Perhaps predictably, BMA Council Chair Dr Mark Porter said in response: “While the principle of this move sounds sensible, it is astounding that NHS leaders are still talking about cutting the numbers of beds even though we know that patients are being already unfairly let down by a huge lack of beds in our hospitals”.
Second, speaking to the House of Commons public accounts committee hearing recently, Simon Stevens reported that between six and 10 of the 44 Sustainability and Transformation Plans were set to become “accountable care organisations or systems, which will for the first time since 1990 effectively end the purchaser provider split, bringing about integrated funding and delivery for a given geographical population.
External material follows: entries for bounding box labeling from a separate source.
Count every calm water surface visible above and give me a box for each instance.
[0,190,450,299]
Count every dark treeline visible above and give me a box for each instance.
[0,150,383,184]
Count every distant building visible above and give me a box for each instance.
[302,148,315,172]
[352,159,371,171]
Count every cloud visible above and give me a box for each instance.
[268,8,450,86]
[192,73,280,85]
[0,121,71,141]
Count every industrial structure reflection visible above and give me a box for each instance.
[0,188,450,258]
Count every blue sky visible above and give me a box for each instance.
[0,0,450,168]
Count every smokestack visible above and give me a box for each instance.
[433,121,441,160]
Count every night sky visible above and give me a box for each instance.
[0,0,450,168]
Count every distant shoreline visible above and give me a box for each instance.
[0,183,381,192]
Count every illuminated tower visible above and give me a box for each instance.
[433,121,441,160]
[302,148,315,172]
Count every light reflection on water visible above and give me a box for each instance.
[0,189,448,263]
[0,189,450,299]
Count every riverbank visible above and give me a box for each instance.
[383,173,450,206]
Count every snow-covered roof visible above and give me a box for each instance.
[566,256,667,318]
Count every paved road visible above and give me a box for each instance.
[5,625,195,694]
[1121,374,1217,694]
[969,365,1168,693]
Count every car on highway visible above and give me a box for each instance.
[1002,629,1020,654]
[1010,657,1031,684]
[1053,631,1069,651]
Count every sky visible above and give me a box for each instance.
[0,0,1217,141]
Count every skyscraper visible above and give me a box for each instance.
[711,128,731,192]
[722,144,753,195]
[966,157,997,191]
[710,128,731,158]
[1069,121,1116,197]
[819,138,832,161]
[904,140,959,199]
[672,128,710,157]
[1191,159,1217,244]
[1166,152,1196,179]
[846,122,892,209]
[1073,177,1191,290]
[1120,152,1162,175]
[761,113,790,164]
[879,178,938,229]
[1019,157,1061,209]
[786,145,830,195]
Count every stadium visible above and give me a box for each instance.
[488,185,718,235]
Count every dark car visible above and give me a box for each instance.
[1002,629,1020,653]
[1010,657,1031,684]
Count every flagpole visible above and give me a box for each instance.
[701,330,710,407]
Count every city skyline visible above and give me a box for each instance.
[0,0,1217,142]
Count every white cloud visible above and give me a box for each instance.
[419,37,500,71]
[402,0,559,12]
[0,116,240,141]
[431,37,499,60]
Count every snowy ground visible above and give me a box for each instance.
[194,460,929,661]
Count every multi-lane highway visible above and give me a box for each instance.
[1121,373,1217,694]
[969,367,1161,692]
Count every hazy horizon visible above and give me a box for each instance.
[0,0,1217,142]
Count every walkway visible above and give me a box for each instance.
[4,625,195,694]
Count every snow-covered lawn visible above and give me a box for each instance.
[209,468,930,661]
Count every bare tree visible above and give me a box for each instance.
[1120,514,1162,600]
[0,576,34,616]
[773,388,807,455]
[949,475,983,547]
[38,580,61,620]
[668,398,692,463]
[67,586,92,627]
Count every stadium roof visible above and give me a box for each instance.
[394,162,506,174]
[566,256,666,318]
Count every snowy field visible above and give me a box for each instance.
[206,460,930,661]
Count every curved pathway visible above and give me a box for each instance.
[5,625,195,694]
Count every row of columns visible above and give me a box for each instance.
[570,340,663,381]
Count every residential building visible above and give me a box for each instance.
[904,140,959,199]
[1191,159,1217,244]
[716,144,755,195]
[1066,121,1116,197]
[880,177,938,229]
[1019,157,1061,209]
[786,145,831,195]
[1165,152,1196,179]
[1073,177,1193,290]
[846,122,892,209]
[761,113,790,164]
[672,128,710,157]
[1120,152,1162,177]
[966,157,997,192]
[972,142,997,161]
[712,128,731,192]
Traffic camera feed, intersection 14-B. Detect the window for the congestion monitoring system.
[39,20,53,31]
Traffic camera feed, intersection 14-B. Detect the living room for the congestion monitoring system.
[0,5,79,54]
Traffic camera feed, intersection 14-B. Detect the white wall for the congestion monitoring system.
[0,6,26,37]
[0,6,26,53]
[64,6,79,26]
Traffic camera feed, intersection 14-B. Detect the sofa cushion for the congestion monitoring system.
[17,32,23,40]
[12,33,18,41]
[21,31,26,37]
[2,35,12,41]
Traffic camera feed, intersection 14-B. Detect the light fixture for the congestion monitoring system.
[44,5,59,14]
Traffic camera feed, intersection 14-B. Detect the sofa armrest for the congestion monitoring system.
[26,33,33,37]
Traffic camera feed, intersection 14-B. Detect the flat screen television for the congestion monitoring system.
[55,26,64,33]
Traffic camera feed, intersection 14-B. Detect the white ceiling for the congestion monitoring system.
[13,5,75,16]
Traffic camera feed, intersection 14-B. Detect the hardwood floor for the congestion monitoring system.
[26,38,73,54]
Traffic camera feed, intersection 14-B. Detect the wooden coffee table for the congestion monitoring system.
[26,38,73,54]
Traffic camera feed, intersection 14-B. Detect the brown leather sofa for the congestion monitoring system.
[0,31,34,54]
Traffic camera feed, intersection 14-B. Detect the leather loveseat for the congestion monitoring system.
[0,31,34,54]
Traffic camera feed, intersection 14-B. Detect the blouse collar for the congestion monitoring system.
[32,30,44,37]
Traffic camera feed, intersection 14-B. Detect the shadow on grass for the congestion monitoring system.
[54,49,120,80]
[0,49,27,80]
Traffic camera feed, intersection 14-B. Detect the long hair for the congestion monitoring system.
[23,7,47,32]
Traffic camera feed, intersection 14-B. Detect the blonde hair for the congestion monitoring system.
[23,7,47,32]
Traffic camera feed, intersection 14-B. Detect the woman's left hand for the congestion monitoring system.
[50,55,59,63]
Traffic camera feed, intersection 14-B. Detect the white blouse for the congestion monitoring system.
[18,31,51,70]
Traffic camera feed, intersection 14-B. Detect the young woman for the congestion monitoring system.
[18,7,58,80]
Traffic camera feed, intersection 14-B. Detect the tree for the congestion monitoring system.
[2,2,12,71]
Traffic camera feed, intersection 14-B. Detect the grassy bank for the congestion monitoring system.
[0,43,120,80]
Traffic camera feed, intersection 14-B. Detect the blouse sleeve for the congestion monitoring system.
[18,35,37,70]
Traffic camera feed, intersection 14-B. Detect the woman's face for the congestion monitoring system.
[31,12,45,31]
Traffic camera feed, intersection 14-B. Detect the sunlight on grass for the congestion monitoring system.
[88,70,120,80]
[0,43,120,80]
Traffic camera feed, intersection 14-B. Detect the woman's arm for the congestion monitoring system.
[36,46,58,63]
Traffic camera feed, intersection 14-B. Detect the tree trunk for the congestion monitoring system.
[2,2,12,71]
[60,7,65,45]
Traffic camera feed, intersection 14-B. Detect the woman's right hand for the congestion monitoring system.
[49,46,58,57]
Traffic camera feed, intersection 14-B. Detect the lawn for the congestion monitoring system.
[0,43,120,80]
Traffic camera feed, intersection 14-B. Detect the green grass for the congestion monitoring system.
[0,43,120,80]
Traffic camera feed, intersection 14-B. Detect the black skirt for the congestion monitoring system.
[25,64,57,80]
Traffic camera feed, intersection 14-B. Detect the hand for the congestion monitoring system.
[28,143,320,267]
The response from private sector providers, as reported by the Health Service Journal, was that the implementation of STPs and the development of new care models should not lead to inflexible monopoly provision of health services and that patient choice, fair treatment of provider and a diversity of healthcare provision should be upheld.
Third, capital spending – mainly investment in buildings or equipment – will need to increase significantly in order to fulfil the ambitions set out in STPs. Capital reserves have been raided to keep hospital deficits down, but the NHSE Chief Executive is not pushing his luck, deferring a campaign to relax Treasury stringencies on capital funding until the Autmn financial statement.
Patient centred, us?
Earlier this year the Court of Appeal dismissed an application by NHS England to reverse a decision by a High Court judge last year who ruled a teenager with a severe form of narcolepsy should be prescribed with the drug sodium oxybate.
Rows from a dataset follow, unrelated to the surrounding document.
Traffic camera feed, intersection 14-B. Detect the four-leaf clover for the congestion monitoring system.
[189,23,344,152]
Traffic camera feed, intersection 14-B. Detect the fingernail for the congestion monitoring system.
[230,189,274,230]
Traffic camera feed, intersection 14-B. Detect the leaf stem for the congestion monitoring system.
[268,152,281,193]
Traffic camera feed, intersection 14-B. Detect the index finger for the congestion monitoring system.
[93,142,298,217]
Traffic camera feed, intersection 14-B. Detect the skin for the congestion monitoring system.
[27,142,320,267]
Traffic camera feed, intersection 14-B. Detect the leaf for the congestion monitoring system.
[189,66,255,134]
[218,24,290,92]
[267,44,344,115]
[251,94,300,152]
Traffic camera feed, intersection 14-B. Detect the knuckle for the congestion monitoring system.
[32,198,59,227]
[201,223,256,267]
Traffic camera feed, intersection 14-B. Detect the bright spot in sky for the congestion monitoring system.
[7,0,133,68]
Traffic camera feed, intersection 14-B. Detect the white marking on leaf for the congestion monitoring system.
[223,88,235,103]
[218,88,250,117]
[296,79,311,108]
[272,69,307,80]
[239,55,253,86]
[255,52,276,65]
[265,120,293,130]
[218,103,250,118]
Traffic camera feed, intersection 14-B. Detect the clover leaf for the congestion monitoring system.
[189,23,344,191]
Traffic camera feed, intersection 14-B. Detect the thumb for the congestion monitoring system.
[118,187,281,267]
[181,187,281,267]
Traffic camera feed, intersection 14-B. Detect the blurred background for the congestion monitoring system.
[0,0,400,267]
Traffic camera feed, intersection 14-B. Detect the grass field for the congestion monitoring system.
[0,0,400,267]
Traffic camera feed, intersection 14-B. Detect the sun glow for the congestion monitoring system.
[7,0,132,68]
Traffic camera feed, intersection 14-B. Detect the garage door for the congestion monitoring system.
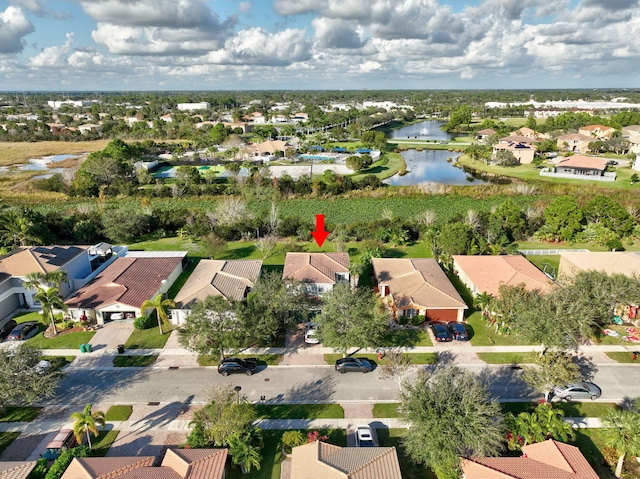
[427,309,458,321]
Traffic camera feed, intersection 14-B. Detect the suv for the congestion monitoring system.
[218,358,258,376]
[0,319,18,341]
[7,321,38,341]
[336,358,373,374]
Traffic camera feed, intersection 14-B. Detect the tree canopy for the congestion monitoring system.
[399,365,503,479]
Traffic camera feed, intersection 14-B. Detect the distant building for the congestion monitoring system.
[178,101,211,111]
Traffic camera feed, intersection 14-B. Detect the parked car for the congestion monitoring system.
[7,321,38,341]
[447,321,469,341]
[553,382,602,401]
[356,424,377,447]
[0,319,18,341]
[40,429,78,461]
[429,322,453,342]
[336,358,373,374]
[304,322,320,344]
[218,358,258,376]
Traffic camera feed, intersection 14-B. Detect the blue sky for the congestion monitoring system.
[0,0,640,91]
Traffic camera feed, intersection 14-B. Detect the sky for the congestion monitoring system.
[0,0,640,91]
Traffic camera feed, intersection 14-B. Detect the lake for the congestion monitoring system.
[385,150,488,186]
[387,120,455,141]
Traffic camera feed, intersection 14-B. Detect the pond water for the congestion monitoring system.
[385,150,489,186]
[387,120,455,141]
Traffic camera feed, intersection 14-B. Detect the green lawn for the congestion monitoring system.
[373,402,401,418]
[467,311,532,346]
[500,401,620,417]
[113,354,158,368]
[256,404,344,419]
[124,326,171,349]
[605,347,640,364]
[324,353,438,366]
[198,354,284,366]
[104,406,133,421]
[380,329,433,347]
[91,429,120,457]
[376,429,437,479]
[478,353,536,364]
[0,432,20,454]
[0,406,42,422]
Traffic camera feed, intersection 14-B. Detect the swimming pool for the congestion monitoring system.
[298,155,335,161]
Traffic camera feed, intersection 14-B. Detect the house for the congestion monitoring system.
[0,243,123,318]
[282,253,350,296]
[498,135,537,145]
[178,101,211,111]
[556,133,594,153]
[493,142,536,165]
[239,140,293,160]
[65,251,187,324]
[171,259,262,324]
[371,258,467,321]
[578,125,616,141]
[61,447,228,479]
[0,461,36,479]
[558,251,640,278]
[462,439,598,479]
[476,128,498,141]
[290,441,402,479]
[553,155,615,177]
[453,255,555,297]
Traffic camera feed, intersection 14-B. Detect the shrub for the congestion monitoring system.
[133,316,156,329]
[44,446,89,479]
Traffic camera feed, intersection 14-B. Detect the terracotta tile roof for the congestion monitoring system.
[291,441,402,479]
[175,259,262,308]
[282,253,349,284]
[0,461,36,479]
[462,440,598,479]
[556,155,607,170]
[61,448,227,479]
[371,258,467,309]
[453,255,555,296]
[0,246,88,276]
[65,257,182,309]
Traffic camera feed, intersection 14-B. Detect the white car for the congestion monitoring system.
[356,424,377,447]
[304,323,320,344]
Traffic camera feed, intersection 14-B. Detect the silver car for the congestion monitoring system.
[553,382,602,401]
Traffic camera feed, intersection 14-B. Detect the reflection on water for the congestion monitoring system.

Since the 2016 ruling, NHS England has made the drug routinely available to children with narcolepsy. It pursued its appeal despite the fact that the teenager in the case was now receiving the drug and would continue to be treated with it regardless of the outcome of the appeal. NHS England was ordered to pay costs for the , anticipated as around £200,000. As the Health Service Journal pointed out, sodium oxybate costs £13,000 a year, meaning the legal fees paid by NHS England on the case could fund the teenager’s treatment for 15 years.
It is not just capital accounts that are being raided by Trusts desperate to reduce their deficits. The NHS Sustainability and Transformation Fund (not to be confused with an STP) has also been broken into. The Sustainability and Transformation Fund was introduced to reward trusts that agreed to meet their financial targets, yet some 40 trusts have received up to two-thirds of their STF allocation, even though they are forecast to significantly miss their targets.
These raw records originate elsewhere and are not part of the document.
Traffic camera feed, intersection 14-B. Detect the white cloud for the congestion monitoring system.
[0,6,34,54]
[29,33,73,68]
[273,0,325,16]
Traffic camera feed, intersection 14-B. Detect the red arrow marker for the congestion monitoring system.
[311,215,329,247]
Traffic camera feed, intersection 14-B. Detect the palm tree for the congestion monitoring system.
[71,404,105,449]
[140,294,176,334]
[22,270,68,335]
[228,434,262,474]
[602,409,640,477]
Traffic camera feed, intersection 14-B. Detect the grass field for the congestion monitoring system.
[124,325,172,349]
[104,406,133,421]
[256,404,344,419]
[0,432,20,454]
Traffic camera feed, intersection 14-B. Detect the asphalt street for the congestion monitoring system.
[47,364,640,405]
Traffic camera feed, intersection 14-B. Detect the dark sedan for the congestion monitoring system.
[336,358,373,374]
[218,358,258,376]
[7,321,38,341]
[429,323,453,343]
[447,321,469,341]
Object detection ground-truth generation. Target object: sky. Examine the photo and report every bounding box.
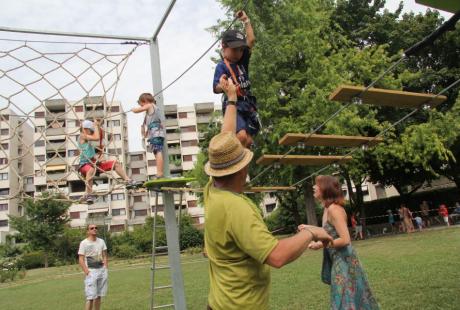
[0,0,451,151]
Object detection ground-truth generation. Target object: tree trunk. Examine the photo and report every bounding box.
[303,181,318,226]
[43,251,48,268]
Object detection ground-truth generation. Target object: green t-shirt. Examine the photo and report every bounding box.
[204,181,278,310]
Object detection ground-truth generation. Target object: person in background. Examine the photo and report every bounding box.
[387,210,396,234]
[420,200,431,227]
[78,224,108,310]
[438,204,450,226]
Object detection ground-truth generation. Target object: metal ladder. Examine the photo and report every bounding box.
[150,191,185,310]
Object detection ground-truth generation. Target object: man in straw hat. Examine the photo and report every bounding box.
[204,79,332,310]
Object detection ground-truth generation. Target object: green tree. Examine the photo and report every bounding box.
[10,192,70,268]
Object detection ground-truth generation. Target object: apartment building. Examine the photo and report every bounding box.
[0,109,34,243]
[33,96,128,227]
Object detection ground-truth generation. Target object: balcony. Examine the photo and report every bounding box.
[46,157,67,169]
[45,111,66,121]
[168,147,181,155]
[196,115,212,124]
[85,109,105,118]
[46,127,65,136]
[45,99,69,111]
[46,141,66,151]
[165,118,179,127]
[195,102,214,113]
[166,132,180,141]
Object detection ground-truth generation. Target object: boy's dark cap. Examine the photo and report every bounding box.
[222,30,248,48]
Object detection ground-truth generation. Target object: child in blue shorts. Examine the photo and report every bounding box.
[131,93,165,178]
[213,11,260,148]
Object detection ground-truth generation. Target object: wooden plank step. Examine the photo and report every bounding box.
[329,85,447,108]
[257,155,353,166]
[279,133,383,147]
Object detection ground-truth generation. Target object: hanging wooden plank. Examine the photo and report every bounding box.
[279,133,383,147]
[161,186,296,193]
[415,0,460,14]
[257,155,353,166]
[329,85,447,108]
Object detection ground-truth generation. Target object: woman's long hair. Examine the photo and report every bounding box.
[315,175,345,208]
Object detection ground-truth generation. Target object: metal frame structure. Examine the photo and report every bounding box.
[0,0,186,310]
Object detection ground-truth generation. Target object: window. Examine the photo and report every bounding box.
[134,210,147,216]
[182,140,198,147]
[70,212,80,220]
[111,194,125,201]
[131,168,141,175]
[181,126,196,132]
[183,155,193,161]
[112,209,126,216]
[131,154,144,161]
[35,140,45,147]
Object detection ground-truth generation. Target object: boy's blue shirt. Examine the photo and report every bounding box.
[212,48,251,101]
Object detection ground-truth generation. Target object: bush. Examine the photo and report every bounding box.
[19,251,56,269]
[113,243,140,258]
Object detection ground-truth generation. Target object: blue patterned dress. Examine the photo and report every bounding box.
[321,223,379,310]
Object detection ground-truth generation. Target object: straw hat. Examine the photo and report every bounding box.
[204,132,254,177]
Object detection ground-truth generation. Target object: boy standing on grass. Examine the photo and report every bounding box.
[131,93,165,179]
[213,11,260,148]
[78,224,108,310]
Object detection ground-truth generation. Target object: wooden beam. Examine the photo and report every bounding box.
[415,0,460,14]
[279,133,383,147]
[257,155,353,166]
[329,85,447,108]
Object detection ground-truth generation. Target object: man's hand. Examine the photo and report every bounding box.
[236,11,249,23]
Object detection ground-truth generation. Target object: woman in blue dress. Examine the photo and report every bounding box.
[302,176,379,310]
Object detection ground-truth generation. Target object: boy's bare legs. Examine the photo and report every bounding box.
[236,129,253,148]
[155,152,163,178]
[85,300,93,310]
[94,297,101,310]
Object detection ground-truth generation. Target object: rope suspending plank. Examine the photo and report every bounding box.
[279,133,383,147]
[257,155,352,166]
[329,85,447,108]
[160,186,296,194]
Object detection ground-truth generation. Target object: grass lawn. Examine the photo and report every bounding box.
[0,227,460,310]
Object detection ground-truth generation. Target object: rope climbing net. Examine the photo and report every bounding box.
[0,39,144,201]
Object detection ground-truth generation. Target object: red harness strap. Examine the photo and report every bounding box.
[224,58,245,97]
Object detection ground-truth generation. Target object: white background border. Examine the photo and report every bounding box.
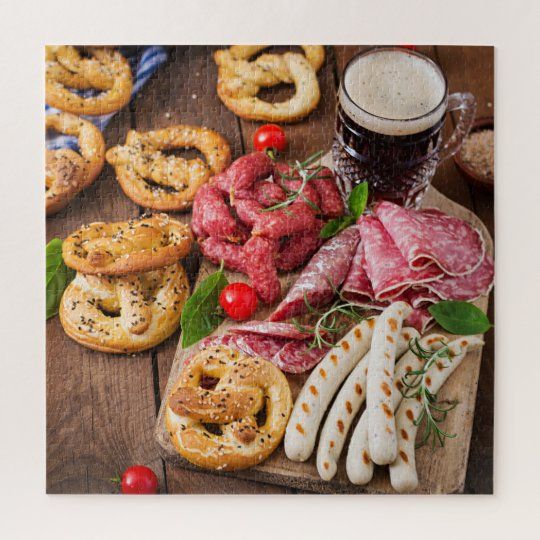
[0,0,540,540]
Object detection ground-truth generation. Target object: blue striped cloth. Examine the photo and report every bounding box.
[45,45,167,150]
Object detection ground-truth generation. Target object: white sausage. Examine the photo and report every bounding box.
[347,332,448,485]
[366,302,412,465]
[390,336,484,493]
[317,328,419,480]
[285,318,376,461]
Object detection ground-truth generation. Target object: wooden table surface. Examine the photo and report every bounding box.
[47,46,494,494]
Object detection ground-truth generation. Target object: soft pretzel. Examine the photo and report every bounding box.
[165,346,292,471]
[106,125,231,211]
[59,263,189,353]
[45,113,105,216]
[62,214,193,276]
[45,45,133,115]
[214,45,324,122]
However, it is not all doom and gloom. It was always obvious to anyone working in the NHS that Trusts would be unable to keep the deficit down to last summer’s target of £250m. NHS England and NHS Improvement stopped referring talking about this target some time ago, and the crucial number is now £800m, the reserve that CCGs hold in case of overspending by hospitals. Although the predicted deficit has risen to £873m, it may well be possible to reduce this to around £800m with some creative accounting and some land sales. Then, hey presto! The NHS deficit is written off by the reserves, and everybody will give a sigh of relief, especially in the Cabinet.